Ich möchte aber mit den Lesern die Rührung teilen, die mich befasste, als ich am Heiligenabend oben stehendes Video sah und hörte. Es war von meinem Facebook-Freund Arne List dort veröffentlicht worden. Ich fragte mich: Warum bist du zu Tränen gerührt? Ich verstehe eben kein Arabisch. Ich bin weder Christ, noch Jude, noch Muslim. Ich glaube, es hat etwas zu tun mit der Art und Weise worauf der Q'uran die schöne und ewige Geschichte des Geburts des Propheten ISA (Jesus) zurückbringt zu was er wirklich gewesen ist, ja, sein muss.
Die Schönheit (die Wahrheit) der von Mohammed "gekärchten" Geschichte
Die Frau Maria (Meriem) steht im Mittelpunkt, als Frau. Mit ihren Ängsten, ihr Leiden, ihre Tapferkeit. Nicht als Instrument, nicht als Ausgewählte wegen ihrer Reinheit (gleichgesetzt an Jungfraulichkeit), nicht als unwesentliches Wesen das nur Sanfte und Gute bringt. Der Q'uran sieht sie als Mensch, nicht als Übermensch. Hör zu, Herren Ulfkotte cum suis, der Islam ist in diesem Hinsicht mehr frauenfreundlich als Euch! Dasselbe gilt bei dem Kinde Jesus und bei dem Vater, der, obwohl Engel, nachdrücklich beschrieben wird als "Mann, mit alles was männlich ist". Der Botschafter ist der Erzeuger, nicht Gott selbst. Denn, wie der Schlussfolgerung am Ende läutet: "Allah braucht nicht (selbst) einen Sohn bei einer menschlichen Frau zu erzeugen. Er braucht nur zu sagen: SEI! Und es IST."

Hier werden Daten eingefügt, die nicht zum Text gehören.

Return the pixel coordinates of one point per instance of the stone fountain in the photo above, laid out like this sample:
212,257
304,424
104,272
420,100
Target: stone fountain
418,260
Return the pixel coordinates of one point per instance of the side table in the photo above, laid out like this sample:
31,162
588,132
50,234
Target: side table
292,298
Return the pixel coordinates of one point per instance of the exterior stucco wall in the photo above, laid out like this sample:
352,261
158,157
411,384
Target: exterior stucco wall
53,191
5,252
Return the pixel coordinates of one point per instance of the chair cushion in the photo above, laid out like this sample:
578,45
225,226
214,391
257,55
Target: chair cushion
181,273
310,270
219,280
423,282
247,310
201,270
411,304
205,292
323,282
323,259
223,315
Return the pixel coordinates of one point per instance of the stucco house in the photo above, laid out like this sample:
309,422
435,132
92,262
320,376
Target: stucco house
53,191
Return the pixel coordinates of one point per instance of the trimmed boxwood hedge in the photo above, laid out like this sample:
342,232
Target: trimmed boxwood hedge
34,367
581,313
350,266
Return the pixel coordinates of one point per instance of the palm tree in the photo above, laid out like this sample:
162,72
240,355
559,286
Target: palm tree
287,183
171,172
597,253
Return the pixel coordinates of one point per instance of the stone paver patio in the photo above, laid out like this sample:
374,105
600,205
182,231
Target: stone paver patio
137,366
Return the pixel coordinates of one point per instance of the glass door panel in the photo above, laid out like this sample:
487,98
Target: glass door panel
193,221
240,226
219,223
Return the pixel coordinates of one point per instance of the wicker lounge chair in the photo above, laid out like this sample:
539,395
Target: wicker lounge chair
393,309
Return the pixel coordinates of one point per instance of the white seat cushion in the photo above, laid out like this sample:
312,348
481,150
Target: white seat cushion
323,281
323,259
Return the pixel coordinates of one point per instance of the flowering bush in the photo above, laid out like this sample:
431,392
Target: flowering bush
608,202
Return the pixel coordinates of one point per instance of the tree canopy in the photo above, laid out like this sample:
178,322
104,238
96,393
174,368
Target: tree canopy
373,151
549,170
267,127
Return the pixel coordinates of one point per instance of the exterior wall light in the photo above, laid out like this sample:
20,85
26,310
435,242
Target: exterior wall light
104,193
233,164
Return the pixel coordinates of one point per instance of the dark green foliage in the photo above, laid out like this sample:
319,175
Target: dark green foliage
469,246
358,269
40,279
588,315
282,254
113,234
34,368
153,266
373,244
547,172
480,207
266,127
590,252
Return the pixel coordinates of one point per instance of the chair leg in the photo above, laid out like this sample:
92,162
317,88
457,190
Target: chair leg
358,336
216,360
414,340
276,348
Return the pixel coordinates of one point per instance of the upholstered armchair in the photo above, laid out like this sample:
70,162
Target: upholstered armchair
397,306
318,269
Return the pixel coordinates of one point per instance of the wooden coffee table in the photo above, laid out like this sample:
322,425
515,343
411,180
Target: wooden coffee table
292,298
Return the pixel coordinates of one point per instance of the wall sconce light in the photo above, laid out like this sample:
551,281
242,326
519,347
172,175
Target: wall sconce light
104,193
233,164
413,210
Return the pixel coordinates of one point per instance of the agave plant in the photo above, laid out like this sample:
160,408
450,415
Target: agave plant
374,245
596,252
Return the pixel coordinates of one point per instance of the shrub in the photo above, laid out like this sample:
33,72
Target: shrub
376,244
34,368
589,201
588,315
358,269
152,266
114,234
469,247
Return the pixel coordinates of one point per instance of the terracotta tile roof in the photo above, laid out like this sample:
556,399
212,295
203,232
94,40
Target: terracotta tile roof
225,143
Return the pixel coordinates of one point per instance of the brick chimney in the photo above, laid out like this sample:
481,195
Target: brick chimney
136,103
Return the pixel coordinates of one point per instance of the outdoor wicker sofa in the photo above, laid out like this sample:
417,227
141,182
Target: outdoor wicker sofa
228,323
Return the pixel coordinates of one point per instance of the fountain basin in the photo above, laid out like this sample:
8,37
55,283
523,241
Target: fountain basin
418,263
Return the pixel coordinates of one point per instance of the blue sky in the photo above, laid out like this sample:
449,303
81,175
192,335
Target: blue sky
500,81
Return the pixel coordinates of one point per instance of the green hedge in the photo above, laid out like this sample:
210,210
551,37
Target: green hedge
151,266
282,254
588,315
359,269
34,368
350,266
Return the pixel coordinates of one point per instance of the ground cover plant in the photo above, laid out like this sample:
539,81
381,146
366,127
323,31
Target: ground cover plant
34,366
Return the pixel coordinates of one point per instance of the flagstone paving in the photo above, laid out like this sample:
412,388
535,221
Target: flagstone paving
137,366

Damit wird die Geschichte, ich möchte beinahe sagen: Glaubwürdig. Gott hat einen neuen Prophet zu den Menschen gesandt, von dem wir wissen, dass er Liebe, Respekt und Gedankenfreiheit gepredigt hat. Er hat zweifellos Hoffnung gebracht und den Willen gestärkt, sich gegen Grossheitswahn und Machtmissbrauch zu wehren. DAS ist das Wesentliche. Und die erste Reaktionen von Maria, und später von den Dorfbewohnern, sind für uns nachvollziehbar. Sechs hundert Jahre nachdem die Geschichte aufgeschmückt wurde mit Jungfräulichkeit, einem Stern, drei Königen (entlehnt an Zoroaster), Hirten und einem Ochsen und Esel, wird sie mit einem einzigen Satz zurückgebracht zu der Logik des Monotheismus.
Was das heisst für den Platz des Islam in der "judeo-christlichen" Tradition, werde ich am Ende dieses Artikel weiter beobachten.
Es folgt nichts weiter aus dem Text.